GLASGOW FILM FESTIVAL 2020 - The Sleepwalkers ( Los sonámbulos)
According to the clinical definition of sleepwalking; it is a condition where someone walks and performs tasks, some rather complex, without being aware of what they are doing. It often occurs during the phase of deep sleep and, perhaps somewhat surprisingly, it is a rather common behavioural disorder. Interestingly, it is also a perfect metaphor to illustrate the themes Argentine writer/director Paula Hernández tackles in her newest piece.
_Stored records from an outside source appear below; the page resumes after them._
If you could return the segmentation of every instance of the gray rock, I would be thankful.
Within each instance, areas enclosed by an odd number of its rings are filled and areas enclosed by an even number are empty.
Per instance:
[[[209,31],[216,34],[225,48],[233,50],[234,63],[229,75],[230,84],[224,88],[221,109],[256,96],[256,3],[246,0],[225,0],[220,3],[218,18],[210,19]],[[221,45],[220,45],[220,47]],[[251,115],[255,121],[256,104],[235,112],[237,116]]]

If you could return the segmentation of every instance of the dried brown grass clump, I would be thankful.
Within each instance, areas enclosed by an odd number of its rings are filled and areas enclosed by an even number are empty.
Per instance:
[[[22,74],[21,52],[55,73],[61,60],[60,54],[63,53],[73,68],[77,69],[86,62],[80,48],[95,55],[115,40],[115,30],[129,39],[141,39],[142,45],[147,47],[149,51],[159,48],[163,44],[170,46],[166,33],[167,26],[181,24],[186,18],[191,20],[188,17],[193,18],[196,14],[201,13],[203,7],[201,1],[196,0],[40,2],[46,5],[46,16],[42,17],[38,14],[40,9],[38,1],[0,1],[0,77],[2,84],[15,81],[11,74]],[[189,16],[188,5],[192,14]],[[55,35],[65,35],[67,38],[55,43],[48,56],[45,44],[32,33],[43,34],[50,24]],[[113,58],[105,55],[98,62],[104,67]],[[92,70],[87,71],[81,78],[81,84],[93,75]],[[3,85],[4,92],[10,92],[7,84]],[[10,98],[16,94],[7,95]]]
In fact, the title of this film, The Sleepwalkers, carries a perfectly valid literal connotation to the narrative as well, because one of the characters, Ana (Ornella D’Elia), suffers from this condition. This is how she’s introduced – she is found by her mother Luisa (Erica Rivas, known to festival audiences from Wild Tales) standing completely naked in a hallway waiting for the lift to arrive. It is later revealed that her condition is hereditary, carried over from her father’s side of the family. It is also a bit of a red herring because what promises to be a Chekhov’s gun in this narrative is rather a point of the metaphorical symmetry instead, or an analytical crutch needed to understand what this film is about.
In the simplest terms, The Sleepwalkers applies this phenomenon of performing tasks in a state of deep sleep to the characters’ entire existence. Both Luisa and Ana live their lives in a state of persistent slumber and Hernández uses their predicament as an avatar for a more generally-understood societal problem of imperative cultural significance – the imbalance of power between men and women. This entire movie is a metaphorical dissection of an oppressively asymmetrical gender dynamic too many women define as a grim reality of their relationships. Luisa, an interpreter who hid her dreams in her back pocket while working for a publishing company owned by her husband’s family, is essentially trapped in a claustrophobic world built by men. She has very little say over anything concerning her own life, or the life of her daughter; those decisions are made by other people and she just bears it. She keeps her mouth shut and her head down because it’s just easier to go along than to have to claw and fight over every inch of independence.
Paula Hernández illustrates Luisa and Ana’s grave situation using both the narrative and the claustrophobic perspective achieved by filming much of the scenes in extreme close-ups as indispensable tools. She builds a thick atmosphere of hopelessness and impending catastrophe during a handful of key scenes, like a dinner conversation where Luisa’s maternal authority is constantly undermined by everyone at the table, or when she has to politely turn down her husband’s inopportune romantic advances. Ana’s predicament is no different; she is casually patronized and teased throughout the film, though most of those narrative wrinkles tend to fly under the radar and only fall into place once the wheels come off in the final act. Once events boil over and the narrative reaches its horrifying crescendo, the viewer is confronted with a realization that Luisa’s own somnambulist tendencies (allowing to have the reins of her life to be taken away from her) have precipitated an irreversible disaster.
Once all the cards are laid out on the table, The Sleepwalkers reveals its true colours. It is not a polite relationship drama about male oppression, but rather a slow-burning intellectual horror film drawing heavily from Thomas Vinterberg’s Celebration, Olivier Assayas’s Summer Hours, as well as the works of Lars Von Trier, Michael Haneke and Ruben Ostlund. It is a potent roar, a metaphorical wake-up call for all women trapped in toxic relationships to act, speak up and regain control over their lives. Because nobody else but them – as the filmmaker poignantly suggests in the closing shots of the movie – will ever do it for them. Freedom and independence are never gifted but fought for and won with blood, sweat and tears. Paula Hernández drives this point home with immeasurable conviction thanks to her assured directorial command and stylistic subtlety woven around a thought-provoking and immensely relevant subject matter.